Jonathan Millet, 39 ans, aborde un sujet brûlant à travers son film « Les Fantômes ». Le film trace l’histoire troublante d’un jeune syrien, victime de tortures à Saidnaya, qui a trouvé refuge à Strasbourg. Sous le nom d’Hamid, le personnage incarné par Adam Bessa – un diplômé en littérature – devient membre d’une cellule secrète, avec d’autres civils. Ils sont à la recherche de leur ancien tortionnaire qui, selon Hamid, est devenu étudiant en chimie à l’université de Strasbourg. Avec sa beauté sombre, semblable à celle d’Alain Delon dans Le Samouraï (1967), Adam Bessa donne vie à un personnage d’espion, brisé mais résolu.
Nous avons eu l’occasion de rencontrer le réalisateur lors de l’ouverture de la Semaine de la critique à Cannes, le 23 mai, soit deux jours après le lancement du premier procès en France à l’encontre de trois responsables de la répression syrienne. Ces derniers étaient accusés pour leur implication dans la disparition forcée, la torture et le meurtre d’un père et son fils, tous deux Franco-Syriens, sans pour autant être présents au procès. Le 24 mai, la cour d’assises de Paris les a finalement condamnés à la réclusion à perpétuité pour « complicité de crimes contre l’humanité » et « complicité de délit de guerre ».
Le tortionnaire d’Hamid, parvenu à fuir la Syrie pour se réfugier à Strasbourg en tant qu’étudiant, fait-il le lien entre cette tragédie contemporaine et le monde de l’espionnage dans votre film ?
Tel un espion , Hamid est un personnage solitaire. Il dissimule sa véritable occupation à tous, y compris à sa mère et à ses enseignants. Cette solitude et cette méfiance sont des sentiments que j’ai pu observer chez les exilés syriens que j’ai rencontrés. Obligés de créer des faux profils, ils ne peuvent jamais être sûrs du camp auquel appartient la personne avec laquelle ils discutent, même au sein de leur propre communauté.
Dans cet ambitieux labyrinthe secret, on retrouve des avocats syriens qui travaillent inlassablement pour traquer les tortionnaires. Les informations recueillies transitent par les journalistes avant de parvenir aux autorités. Mon film ne prétend pas couvrir l’intégralité des branches de ce système qui permet de conduire à des procès, d’abord en Allemagne en 2021, et désormais en France. J’ai opté pour une approche sensorielle de la réalisation, sans alourdir le récit d’un trop grand nombre d’informations. Mon intention était de créer un lien avec le genre du film d’espionnage, ce qui offrait un territoire de cinéma incroyable à explorer.
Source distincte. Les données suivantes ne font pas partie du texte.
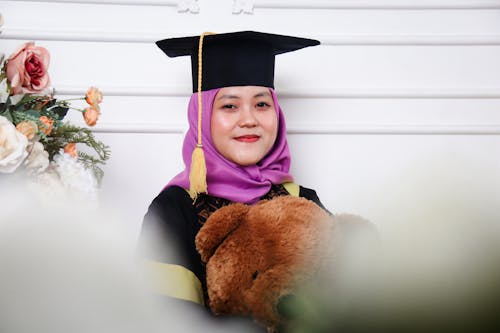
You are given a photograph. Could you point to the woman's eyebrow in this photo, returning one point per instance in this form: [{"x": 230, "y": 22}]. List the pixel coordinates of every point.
[
  {"x": 263, "y": 93},
  {"x": 228, "y": 97}
]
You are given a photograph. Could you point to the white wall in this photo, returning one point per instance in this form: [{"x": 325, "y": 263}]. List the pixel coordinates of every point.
[{"x": 397, "y": 112}]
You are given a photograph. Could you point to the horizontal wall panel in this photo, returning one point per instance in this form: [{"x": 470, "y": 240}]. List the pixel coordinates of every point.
[
  {"x": 332, "y": 40},
  {"x": 312, "y": 116},
  {"x": 148, "y": 22},
  {"x": 379, "y": 4},
  {"x": 139, "y": 167},
  {"x": 400, "y": 177},
  {"x": 324, "y": 68}
]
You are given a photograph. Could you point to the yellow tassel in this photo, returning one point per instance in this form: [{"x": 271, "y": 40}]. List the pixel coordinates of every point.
[{"x": 198, "y": 173}]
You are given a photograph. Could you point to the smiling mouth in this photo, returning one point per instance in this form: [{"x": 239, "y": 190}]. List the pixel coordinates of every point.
[{"x": 247, "y": 138}]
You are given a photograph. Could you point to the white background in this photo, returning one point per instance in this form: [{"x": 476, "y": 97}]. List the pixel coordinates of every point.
[{"x": 395, "y": 115}]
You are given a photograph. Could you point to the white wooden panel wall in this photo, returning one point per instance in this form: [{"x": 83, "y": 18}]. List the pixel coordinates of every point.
[{"x": 396, "y": 113}]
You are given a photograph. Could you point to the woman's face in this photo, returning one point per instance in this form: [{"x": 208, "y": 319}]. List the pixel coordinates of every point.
[{"x": 244, "y": 123}]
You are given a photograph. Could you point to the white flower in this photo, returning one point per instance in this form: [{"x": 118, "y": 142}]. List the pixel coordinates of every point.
[
  {"x": 76, "y": 177},
  {"x": 12, "y": 146},
  {"x": 38, "y": 159}
]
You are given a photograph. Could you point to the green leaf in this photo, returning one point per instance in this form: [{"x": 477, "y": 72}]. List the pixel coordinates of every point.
[{"x": 33, "y": 113}]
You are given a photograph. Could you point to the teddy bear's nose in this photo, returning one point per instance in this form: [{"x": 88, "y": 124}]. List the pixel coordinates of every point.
[{"x": 289, "y": 306}]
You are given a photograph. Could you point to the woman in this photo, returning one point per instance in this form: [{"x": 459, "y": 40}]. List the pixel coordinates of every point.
[{"x": 237, "y": 124}]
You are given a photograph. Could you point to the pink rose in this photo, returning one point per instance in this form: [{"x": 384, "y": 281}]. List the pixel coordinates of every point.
[{"x": 27, "y": 69}]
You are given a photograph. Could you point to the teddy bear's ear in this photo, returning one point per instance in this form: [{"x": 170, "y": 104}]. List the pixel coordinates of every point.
[{"x": 217, "y": 227}]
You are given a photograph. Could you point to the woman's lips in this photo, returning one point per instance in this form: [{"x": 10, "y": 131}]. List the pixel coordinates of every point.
[{"x": 247, "y": 138}]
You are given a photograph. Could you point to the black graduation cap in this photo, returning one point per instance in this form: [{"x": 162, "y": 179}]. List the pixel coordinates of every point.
[{"x": 244, "y": 58}]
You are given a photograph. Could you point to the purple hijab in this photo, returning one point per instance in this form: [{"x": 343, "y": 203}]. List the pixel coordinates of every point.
[{"x": 226, "y": 179}]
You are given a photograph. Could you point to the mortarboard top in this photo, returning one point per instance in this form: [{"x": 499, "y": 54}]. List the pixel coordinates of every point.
[{"x": 244, "y": 58}]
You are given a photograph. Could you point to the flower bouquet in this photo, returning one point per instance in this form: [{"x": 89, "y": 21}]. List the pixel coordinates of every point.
[{"x": 35, "y": 141}]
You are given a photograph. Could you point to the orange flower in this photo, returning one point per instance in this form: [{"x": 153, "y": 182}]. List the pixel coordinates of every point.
[
  {"x": 91, "y": 114},
  {"x": 47, "y": 125},
  {"x": 28, "y": 128},
  {"x": 70, "y": 149},
  {"x": 93, "y": 96}
]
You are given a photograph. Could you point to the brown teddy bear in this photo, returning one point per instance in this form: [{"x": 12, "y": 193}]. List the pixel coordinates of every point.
[{"x": 256, "y": 256}]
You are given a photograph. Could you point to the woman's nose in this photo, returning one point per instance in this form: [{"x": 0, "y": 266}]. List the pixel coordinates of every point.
[{"x": 247, "y": 118}]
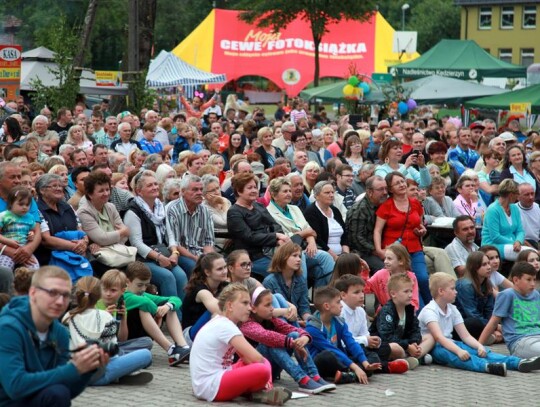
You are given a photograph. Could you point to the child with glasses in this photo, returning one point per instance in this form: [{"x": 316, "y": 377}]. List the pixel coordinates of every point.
[{"x": 18, "y": 227}]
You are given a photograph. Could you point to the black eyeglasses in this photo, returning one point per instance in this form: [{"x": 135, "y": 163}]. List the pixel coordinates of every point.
[{"x": 55, "y": 294}]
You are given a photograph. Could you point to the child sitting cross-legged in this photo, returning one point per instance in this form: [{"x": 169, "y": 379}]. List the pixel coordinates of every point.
[
  {"x": 147, "y": 311},
  {"x": 113, "y": 286},
  {"x": 518, "y": 310},
  {"x": 333, "y": 349},
  {"x": 86, "y": 323},
  {"x": 440, "y": 317},
  {"x": 397, "y": 324},
  {"x": 277, "y": 340}
]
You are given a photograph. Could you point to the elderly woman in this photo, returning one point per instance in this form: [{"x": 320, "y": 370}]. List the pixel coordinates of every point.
[
  {"x": 267, "y": 151},
  {"x": 171, "y": 190},
  {"x": 217, "y": 205},
  {"x": 391, "y": 154},
  {"x": 59, "y": 216},
  {"x": 502, "y": 223},
  {"x": 99, "y": 218},
  {"x": 145, "y": 219},
  {"x": 316, "y": 263},
  {"x": 399, "y": 219},
  {"x": 250, "y": 225},
  {"x": 326, "y": 220}
]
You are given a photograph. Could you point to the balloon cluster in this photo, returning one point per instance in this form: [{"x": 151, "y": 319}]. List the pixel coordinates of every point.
[
  {"x": 405, "y": 107},
  {"x": 354, "y": 89}
]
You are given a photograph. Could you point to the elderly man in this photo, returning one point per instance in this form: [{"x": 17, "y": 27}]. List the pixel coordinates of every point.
[
  {"x": 190, "y": 228},
  {"x": 360, "y": 222},
  {"x": 284, "y": 142},
  {"x": 530, "y": 214},
  {"x": 111, "y": 132},
  {"x": 45, "y": 136}
]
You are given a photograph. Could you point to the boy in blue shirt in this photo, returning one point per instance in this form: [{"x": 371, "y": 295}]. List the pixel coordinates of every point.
[
  {"x": 518, "y": 310},
  {"x": 332, "y": 347}
]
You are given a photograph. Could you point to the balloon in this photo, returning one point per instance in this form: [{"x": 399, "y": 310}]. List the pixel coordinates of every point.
[
  {"x": 403, "y": 108},
  {"x": 365, "y": 87},
  {"x": 411, "y": 104},
  {"x": 353, "y": 80},
  {"x": 348, "y": 90}
]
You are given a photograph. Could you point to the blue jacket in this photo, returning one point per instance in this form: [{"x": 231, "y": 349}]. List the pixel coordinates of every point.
[
  {"x": 347, "y": 350},
  {"x": 29, "y": 366}
]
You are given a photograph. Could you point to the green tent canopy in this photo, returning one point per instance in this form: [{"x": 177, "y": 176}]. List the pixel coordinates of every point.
[
  {"x": 530, "y": 95},
  {"x": 334, "y": 93},
  {"x": 460, "y": 59}
]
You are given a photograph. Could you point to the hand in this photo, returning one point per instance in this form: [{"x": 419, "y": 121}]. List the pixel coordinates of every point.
[
  {"x": 374, "y": 342},
  {"x": 463, "y": 355},
  {"x": 311, "y": 249},
  {"x": 89, "y": 359},
  {"x": 481, "y": 351},
  {"x": 362, "y": 376}
]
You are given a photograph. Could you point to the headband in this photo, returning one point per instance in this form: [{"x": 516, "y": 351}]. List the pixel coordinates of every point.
[{"x": 256, "y": 294}]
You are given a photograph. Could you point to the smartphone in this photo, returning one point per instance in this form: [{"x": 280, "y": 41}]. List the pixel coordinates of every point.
[{"x": 119, "y": 305}]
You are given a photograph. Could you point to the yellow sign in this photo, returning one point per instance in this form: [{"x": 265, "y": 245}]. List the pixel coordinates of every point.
[
  {"x": 109, "y": 78},
  {"x": 520, "y": 108}
]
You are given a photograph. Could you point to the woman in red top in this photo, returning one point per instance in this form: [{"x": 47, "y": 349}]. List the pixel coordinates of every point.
[{"x": 399, "y": 219}]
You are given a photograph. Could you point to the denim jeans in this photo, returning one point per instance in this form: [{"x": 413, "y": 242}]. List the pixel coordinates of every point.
[
  {"x": 282, "y": 358},
  {"x": 442, "y": 356},
  {"x": 319, "y": 267},
  {"x": 120, "y": 366},
  {"x": 260, "y": 266},
  {"x": 419, "y": 268}
]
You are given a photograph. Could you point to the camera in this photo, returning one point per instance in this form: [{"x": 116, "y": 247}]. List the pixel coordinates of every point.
[{"x": 109, "y": 348}]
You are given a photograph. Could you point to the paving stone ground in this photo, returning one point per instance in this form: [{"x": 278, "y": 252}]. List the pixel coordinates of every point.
[{"x": 425, "y": 386}]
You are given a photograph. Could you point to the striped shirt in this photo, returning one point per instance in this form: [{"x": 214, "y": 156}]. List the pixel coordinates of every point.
[{"x": 191, "y": 231}]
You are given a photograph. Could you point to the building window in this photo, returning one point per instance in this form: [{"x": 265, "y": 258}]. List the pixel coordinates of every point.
[
  {"x": 485, "y": 18},
  {"x": 505, "y": 54},
  {"x": 507, "y": 17},
  {"x": 529, "y": 16},
  {"x": 527, "y": 56}
]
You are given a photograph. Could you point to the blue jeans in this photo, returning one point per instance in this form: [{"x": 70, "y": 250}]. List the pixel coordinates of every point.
[
  {"x": 442, "y": 356},
  {"x": 419, "y": 268},
  {"x": 260, "y": 266},
  {"x": 53, "y": 395},
  {"x": 282, "y": 358},
  {"x": 120, "y": 366},
  {"x": 319, "y": 267}
]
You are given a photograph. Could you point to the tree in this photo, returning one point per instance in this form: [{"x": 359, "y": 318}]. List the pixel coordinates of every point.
[{"x": 278, "y": 14}]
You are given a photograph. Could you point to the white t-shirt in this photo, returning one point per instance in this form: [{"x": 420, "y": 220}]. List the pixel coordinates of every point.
[
  {"x": 211, "y": 356},
  {"x": 433, "y": 313}
]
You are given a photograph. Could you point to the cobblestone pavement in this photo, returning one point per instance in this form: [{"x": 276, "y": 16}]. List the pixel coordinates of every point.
[{"x": 425, "y": 386}]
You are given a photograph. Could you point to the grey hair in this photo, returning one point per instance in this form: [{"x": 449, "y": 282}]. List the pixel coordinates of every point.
[
  {"x": 168, "y": 185},
  {"x": 45, "y": 180},
  {"x": 189, "y": 179},
  {"x": 317, "y": 189},
  {"x": 207, "y": 179}
]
L’idée que d’anciens bourreaux syriens aient réussi à franchir les frontières en se faisant passer pour des réfugiés est plutôt effrayante.
Un des membres de ces groupes m’a partagé leurs hésitations à l’égard de l’identification de criminels de guerre syriens : ils craignaient de mettre en lumière le fait que les plus terribles voyous pourraient se glisser parmi les nouveaux arrivants… Cela se produisait en 2016, année où l’Allemagne a décidé d’ouvrir ses frontières, période également marquée par une hausse notoire de xénophobie. Donc, effectivement, des criminels syriens ont réussi à s’infiltrer et je comprends que ce contexte pourrait orienter le récit vers un aspect qui m’affecte peu… Cependant, la tenue de ces procès confirme qu’en Europe, nous avons la capacité de jeter en jugement ces tortionnaires, démontrant ainsi qu’il n’y a pas d’impunité. J’ajouterais que ces tortionnaires, ou même ces individus de moindre importance ayant fui le régime syrien, ont souvent usurpé l’identité et les histoires de leurs victimes et prisonniers pour y arriver.